Forse è più realistico immaginare la trasformazione di un edificio preesistente che la costruzione ex novo di un auditorium. Si potrebbe pensare allo stesso stabile del Conservatorio, se questo riuscisse a trasferirsi in una nuova sede. Una buona soluzione sarebbe anche cercare spazi vicino all’attuale auditorium Pollini, per creare un quartiere della musica. Penso ad esempio al complesso degli ex cinema Altino e Mignon, da anni inutilizzato.

Intanto si va avanti con la programmazione…

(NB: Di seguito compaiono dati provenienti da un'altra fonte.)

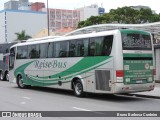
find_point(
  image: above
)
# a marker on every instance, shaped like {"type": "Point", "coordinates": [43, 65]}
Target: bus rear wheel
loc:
{"type": "Point", "coordinates": [78, 88]}
{"type": "Point", "coordinates": [1, 76]}
{"type": "Point", "coordinates": [20, 82]}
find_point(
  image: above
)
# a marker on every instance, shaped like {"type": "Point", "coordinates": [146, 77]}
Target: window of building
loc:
{"type": "Point", "coordinates": [22, 52]}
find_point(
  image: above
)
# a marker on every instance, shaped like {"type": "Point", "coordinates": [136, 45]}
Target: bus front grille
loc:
{"type": "Point", "coordinates": [102, 80]}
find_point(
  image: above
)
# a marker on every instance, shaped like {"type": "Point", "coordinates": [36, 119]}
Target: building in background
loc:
{"type": "Point", "coordinates": [12, 21]}
{"type": "Point", "coordinates": [61, 18]}
{"type": "Point", "coordinates": [37, 6]}
{"type": "Point", "coordinates": [12, 4]}
{"type": "Point", "coordinates": [88, 11]}
{"type": "Point", "coordinates": [17, 5]}
{"type": "Point", "coordinates": [24, 5]}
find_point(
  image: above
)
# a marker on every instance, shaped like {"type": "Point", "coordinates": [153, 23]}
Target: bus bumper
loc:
{"type": "Point", "coordinates": [122, 88]}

Quest’anno le Lezioni di Suono sono tenute da Ivan Fedele, direttore della Biennale Musica. Una formula, quella del compositore contemporaneo che dialoga con gli autori del passato, che sta avendo grande successo e visibilità: il ciclo con Sciarrino verrà proposto a breve da Rai 5. Avremo poi il festival estivo, che quest’anno è dedicato a Schubert e ai rapporti con Mahler. A settembre ci sarà una rassegna di musica sacra nelle chiese: sempre all’insegna degli intrecci, la musica del Settecento in rapporto alla contemporanea. E a fine anno l’esecuzione integrale dei concerti per violino di Mozart, con Sonig Tchakerian.

E la prossima stagione di concerti?

Posso anticipare che avvieremo un rapporto con il Teatro Stabile del Veneto. Ho un’ottima intesa con il direttore Ongaro, e abbiamo pensato a un progetto sul teatro musicale.

Cosa pensa del ruolo di divulgazione musicale affidato a intellettuali e comunicatori come Corrado Augias?

Sono favorevole, purché vi sia la partecipazione in prima persona anche di addetti ai lavori: direttori, compositori. Divulgazione non dev’essere puro intrattenimento. Ci sono grandi compositori che sono anche ottimi divulgatori: Sciarrino, quando tiene le sue lezioni, parla di musica, ma anche di filosofia, letteratura. Per la prossima stagione vorrei chiamare attori molto noti come voci recitanti per alcuni concerti. Non sono contrario a rivolgermi al pubblico con queste modalità, ma bisogna stare attenti a non sconfinare nello “show musicale”, anche perché questo tipo di offerta, da noi, è presente da tempo e molto popolare. Proseguiamo nella nostra linea: attenti al pubblico, ma senza transigere sul rigore delle nostre scelte.

Sta entrando nella seconda metà del suo mandato, che termina a settembre 2018. Se la sente di porre condizioni ultimative per proseguire il suo impegno?

No. Ho la convinzione che, nel caso me ne andassi, i risultati ottenuti si disperderebbero molto rapidamente. Desidero restare, e combattere per realizzare i miei scopi. E se vedessi delinearsi delle prospettive serie, dei progetti importanti, sarei ben lieto di trasferirmi a Padova stabilmente.

A gennaio ad Amburgo è stata inaugurata la Elbphilarmonie, straordinario palazzo della musica. Perché in Italia facciamo fatica a immaginare obiettivi ben più modesti?

A parte la grande tradizione artistica in entrambi i Paesi, il paragone tra Germania e Italia, oggi, è improponibile. Nel Dna dei tedeschi c’è la musica. Nel nostro c’è il calcio.